FEBBRAIO 2020 PAG 24 - Costruire una “catena logistica” delle decisioni
Il futuro non si aspetta, va modellato. «Per evitare di prendere schiaffoni va costruita una “catena logistica” delle decisioni. Basata su dati scientifici, analisi precise, idee strategiche. Bisogna capire in che direzione andare perché muoversi per muoversi non ha senso. Sotto questo aspetto l’ultimo studio commissionato dall’AdSP rappresenta una novità assoluta: uno strumento efficace per effettuare analisi replicabili nel tempo ed esportabile negli altri scali italiani. Ad esempio, il luogo naturale per confrontare in maniera dialettica informazioni di questa natura sarebbe la Conferenza dei presidenti: potremmo aiutare il ministro in maniera fattiva nelle scelte di lungo periodo». Pino Musolino, presidente dell’AdSP del Mar Adriatico Settentrionale crede nella necessità di un processo di adattamento continuo, nella messa in rete di competenze e conoscenze per fare dei porti il driver del cambiamento. Anche per quanto riguarda i nuovi modelli di economia circolare. Non più posti dove spostare merce da un punto all’altro ma veri e propri “hub territoriali e sociali” in grado di gestire i processi. Una convinzione confermata dalle cifre della ricerca “L’impatto economico e sociale del sistema portuale veneto” e dalla consapevolezza, rispetto alle difficoltà del presente, della resilienza del territorio e delle sue infrastrutture. «Abbiamo superato la crisi di Marghera negli anni ottanta ripensandoci, possiamo affrontare la sfida partendo da quello che già abbiamo. Come porto industriale possiamo contare su ampi spazi e su quattro elementi essenziali: un hub strategico multimodale, un complesso produttivo alle spalle, servizi logistici aggiunti, il terziario avanzato. Anche Chioggia, con i dragaggi e la sua specificità, può contribuire in misura crescente alla competitività del sistema. Attraverso, soprattutto, una pianificazione da effettuare a vari livelli: compresa quella delle banchine i cui processi operativi vanno governati sfruttando efficientemente l’esistente».

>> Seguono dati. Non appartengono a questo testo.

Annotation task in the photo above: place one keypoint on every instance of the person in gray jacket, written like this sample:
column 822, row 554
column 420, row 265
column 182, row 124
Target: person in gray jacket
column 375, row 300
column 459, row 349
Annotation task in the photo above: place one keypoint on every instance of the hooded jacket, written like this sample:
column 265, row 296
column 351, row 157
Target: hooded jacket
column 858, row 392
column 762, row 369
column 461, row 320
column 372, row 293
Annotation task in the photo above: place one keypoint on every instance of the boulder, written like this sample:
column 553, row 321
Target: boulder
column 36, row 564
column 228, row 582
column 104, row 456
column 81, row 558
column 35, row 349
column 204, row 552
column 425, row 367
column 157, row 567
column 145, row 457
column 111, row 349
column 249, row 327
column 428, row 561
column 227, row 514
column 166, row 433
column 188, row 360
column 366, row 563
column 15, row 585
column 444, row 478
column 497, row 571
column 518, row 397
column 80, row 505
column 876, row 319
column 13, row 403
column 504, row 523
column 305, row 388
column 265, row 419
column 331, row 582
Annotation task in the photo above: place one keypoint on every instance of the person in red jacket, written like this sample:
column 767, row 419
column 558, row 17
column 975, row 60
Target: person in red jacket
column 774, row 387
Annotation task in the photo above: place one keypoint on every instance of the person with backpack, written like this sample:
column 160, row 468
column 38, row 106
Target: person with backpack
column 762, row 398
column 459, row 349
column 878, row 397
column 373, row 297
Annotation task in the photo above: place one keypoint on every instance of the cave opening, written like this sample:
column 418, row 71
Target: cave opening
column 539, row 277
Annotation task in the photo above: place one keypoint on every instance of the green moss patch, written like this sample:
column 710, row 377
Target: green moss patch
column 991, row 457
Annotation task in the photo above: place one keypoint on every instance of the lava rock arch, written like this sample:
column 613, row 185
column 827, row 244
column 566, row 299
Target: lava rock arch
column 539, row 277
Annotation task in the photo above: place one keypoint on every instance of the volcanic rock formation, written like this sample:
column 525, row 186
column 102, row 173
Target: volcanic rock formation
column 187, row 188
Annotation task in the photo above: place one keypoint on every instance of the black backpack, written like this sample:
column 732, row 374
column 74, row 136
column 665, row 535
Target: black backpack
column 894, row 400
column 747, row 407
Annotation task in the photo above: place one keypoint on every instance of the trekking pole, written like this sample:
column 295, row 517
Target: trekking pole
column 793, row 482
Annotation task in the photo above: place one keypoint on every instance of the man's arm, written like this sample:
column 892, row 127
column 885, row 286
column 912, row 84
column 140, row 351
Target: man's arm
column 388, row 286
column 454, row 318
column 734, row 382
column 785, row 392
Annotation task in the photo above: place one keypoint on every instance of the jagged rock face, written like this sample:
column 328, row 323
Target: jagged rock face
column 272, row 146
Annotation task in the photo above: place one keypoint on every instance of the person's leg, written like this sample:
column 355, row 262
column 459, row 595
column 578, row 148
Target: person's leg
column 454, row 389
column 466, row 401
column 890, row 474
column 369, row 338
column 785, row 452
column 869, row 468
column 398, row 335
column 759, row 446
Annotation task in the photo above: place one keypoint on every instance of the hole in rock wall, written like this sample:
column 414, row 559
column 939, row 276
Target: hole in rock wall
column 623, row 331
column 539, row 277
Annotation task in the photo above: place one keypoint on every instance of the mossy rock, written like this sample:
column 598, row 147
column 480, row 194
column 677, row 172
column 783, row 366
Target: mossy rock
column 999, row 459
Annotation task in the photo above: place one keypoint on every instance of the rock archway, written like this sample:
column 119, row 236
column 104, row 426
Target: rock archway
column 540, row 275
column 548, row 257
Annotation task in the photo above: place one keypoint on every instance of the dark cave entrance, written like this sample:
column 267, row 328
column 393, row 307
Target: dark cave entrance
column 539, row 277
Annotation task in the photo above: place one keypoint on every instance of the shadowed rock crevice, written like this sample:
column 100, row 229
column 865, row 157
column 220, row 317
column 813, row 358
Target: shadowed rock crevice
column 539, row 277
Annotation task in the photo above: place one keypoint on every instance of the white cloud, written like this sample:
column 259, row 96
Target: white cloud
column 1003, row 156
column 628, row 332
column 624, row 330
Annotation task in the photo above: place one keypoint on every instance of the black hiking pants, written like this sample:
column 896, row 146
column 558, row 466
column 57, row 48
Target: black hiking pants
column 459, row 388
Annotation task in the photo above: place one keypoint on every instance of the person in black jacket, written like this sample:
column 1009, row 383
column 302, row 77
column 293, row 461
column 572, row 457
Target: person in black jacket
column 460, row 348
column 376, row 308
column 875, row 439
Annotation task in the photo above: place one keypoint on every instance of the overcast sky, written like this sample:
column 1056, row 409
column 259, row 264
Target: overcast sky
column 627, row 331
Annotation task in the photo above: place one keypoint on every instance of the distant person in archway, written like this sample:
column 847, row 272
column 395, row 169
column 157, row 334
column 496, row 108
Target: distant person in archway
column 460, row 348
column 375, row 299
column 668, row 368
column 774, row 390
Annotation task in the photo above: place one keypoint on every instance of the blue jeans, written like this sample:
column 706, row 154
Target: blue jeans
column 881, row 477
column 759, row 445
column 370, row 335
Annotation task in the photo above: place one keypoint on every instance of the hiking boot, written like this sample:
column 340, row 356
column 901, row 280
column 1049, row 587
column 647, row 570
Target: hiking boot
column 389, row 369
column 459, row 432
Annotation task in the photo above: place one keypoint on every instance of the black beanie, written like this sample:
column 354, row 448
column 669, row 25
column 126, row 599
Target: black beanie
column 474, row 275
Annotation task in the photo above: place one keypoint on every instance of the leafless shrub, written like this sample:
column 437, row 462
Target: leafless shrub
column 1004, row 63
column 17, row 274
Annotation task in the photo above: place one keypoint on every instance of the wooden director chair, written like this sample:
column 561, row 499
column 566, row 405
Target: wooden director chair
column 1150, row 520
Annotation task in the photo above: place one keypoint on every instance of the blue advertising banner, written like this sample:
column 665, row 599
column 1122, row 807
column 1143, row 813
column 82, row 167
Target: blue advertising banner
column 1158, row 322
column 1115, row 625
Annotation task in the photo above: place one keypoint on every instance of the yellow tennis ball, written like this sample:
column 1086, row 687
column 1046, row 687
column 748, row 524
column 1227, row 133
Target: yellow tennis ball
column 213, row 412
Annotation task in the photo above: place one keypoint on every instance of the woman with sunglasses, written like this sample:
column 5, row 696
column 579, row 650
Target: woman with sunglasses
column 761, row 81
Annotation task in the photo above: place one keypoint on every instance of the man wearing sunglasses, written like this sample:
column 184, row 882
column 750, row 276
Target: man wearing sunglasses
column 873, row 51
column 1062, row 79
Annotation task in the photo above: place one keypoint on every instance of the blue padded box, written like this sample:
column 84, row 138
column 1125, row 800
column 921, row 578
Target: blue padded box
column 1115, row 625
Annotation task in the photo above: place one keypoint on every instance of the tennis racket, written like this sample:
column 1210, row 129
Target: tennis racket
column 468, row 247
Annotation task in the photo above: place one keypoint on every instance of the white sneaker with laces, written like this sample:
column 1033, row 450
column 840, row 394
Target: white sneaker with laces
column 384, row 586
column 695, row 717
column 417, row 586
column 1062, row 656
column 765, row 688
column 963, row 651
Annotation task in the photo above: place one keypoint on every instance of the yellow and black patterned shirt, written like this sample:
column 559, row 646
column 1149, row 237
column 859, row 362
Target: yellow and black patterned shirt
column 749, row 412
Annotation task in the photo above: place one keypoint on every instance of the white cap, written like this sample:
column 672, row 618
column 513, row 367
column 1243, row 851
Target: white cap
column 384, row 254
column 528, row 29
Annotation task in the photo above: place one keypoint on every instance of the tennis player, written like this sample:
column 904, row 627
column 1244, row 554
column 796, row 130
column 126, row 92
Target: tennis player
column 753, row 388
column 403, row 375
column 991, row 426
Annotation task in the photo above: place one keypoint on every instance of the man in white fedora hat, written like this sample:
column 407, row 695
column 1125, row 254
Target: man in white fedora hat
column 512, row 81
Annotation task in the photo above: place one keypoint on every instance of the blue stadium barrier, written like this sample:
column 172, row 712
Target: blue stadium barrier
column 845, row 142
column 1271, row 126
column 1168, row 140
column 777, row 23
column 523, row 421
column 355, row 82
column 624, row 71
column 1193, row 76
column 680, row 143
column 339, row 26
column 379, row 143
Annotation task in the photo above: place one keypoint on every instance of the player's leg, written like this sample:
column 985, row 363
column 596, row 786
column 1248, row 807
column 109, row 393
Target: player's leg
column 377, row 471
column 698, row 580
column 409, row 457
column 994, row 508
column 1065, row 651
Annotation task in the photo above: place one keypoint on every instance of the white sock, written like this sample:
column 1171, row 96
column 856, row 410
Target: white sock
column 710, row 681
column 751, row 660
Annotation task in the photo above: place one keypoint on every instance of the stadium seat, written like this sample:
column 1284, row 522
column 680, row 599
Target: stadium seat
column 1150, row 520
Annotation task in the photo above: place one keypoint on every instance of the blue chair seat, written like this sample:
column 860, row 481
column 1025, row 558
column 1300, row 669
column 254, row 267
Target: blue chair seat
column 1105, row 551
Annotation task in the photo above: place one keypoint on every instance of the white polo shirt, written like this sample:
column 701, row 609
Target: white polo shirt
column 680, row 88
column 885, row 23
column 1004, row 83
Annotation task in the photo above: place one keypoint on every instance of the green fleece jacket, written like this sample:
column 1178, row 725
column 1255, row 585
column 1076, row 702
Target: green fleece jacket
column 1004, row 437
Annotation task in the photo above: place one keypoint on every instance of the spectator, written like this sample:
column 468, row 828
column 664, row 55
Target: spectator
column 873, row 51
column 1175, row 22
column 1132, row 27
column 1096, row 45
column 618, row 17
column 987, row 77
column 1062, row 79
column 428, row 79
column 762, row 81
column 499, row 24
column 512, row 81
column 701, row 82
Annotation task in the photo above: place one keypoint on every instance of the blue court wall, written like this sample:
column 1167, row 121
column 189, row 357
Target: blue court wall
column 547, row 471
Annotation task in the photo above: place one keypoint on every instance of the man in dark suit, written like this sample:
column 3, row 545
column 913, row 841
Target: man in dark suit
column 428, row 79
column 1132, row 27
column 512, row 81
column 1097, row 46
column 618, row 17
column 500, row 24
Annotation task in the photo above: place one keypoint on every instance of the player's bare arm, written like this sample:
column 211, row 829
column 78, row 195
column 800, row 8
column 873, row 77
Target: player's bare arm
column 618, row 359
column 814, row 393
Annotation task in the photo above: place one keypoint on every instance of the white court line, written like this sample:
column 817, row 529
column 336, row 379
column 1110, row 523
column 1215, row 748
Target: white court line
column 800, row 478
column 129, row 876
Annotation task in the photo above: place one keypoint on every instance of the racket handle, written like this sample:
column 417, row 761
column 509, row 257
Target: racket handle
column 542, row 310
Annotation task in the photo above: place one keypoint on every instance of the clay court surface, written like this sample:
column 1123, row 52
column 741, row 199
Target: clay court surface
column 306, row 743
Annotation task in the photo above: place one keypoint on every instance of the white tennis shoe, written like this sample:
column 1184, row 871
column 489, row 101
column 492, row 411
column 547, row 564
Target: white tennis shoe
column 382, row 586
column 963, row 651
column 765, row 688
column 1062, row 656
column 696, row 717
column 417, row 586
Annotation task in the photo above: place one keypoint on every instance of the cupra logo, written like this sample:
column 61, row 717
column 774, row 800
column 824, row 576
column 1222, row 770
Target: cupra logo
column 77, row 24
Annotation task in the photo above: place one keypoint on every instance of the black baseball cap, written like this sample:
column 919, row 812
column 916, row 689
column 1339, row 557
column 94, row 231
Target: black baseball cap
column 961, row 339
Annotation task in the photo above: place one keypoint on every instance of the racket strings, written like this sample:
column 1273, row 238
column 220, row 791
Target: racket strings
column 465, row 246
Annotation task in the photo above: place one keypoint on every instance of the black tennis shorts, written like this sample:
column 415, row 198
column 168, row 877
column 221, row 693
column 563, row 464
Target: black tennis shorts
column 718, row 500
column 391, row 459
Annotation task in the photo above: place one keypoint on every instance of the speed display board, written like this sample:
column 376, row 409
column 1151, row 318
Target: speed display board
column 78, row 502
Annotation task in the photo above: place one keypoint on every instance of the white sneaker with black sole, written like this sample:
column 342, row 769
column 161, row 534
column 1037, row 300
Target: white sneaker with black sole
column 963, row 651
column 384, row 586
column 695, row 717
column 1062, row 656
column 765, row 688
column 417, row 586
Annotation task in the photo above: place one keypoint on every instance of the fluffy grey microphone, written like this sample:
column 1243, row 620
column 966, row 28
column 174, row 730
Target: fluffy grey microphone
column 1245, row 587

Ma gli enti portuali hanno gli strumenti adatti per perseguire l’obiettivo?
Certo. Nella misura in cui non sono immobilizzati dalla mancanza dell’ennesima autorizzazione o dalla non risposta di questa o di quella amministrazione. Gli strumenti ci sono ma prima ancora di questi vengono le idee strategiche. A volte non servono rivoluzioni copernicane ma solo analisi efficaci a monte per capire le ricadute delle scelte. O delle non scelte.
Un discorso che vale anche per l’Europa?
A maggior ragione oggi, nel momento in cui si sta discutendo della revisione delle Ten-T e della ripartizione del CEF 2. Il 2023 non è lontano e non possiamo pretendere che gli altri facciano i compiti per noi. Bisogna partecipare ai tavoli e fare proposte. Perché, ad esempio, il Corridoio Baltico-Adriatico non prosegue fino a Ravenna ed Ancona? Perchè da Paese leader delle “autostrade del mare” non chiediamo l’allargamento delle MOS anche alle realtà transfrontaliere del Caucaso e del Nord Africa? In termini di sostenibilità sarebbe un vantaggio per tutta l’Europa e sono certo che molti paesi ci seguirebbero.
E sulla composizione del CEF?
Vanno allocati più di 36 miliardi e nella versione precedente si è registrato un forte sbilanciamento sui progetti lato terra. L’Italia, con il suo enorme sviluppo costiero, ha tutte le carte in regola per avanzare proposte alternative. Magari giocando un ruolo regionale, all’interno del Mediterraneo, di integrazione con il nord Europa.
Quanto peserà l’esclusione di Venezia dallo scalo diretto di Ocean Alliance? Con l’accordo sui feederaggi, a livelli di TEU, non registreremo grossi problemi sul breve-medio termine. In tempo, quindi, per la chiusura prevista per i lavori di dragaggio. In generale, siamo avvantaggiati dalla natura multipurpose del sistema portuale, che ci permette di mitigare meglio la flessione dei diversi settori merceologici.
Per i progetti alternativi futuri o futuribili?
L’industria ha bisogno di terra e la ricerca di fondale va coniugata con la percorribilità economica. Un eventuale sistema offshore credo vada concepito costruendo piattaforme collegate alla terra per evitare la rottura di carico. Bisognerà verificare se il territorio è pronto ad abbracciare soluzioni del genere.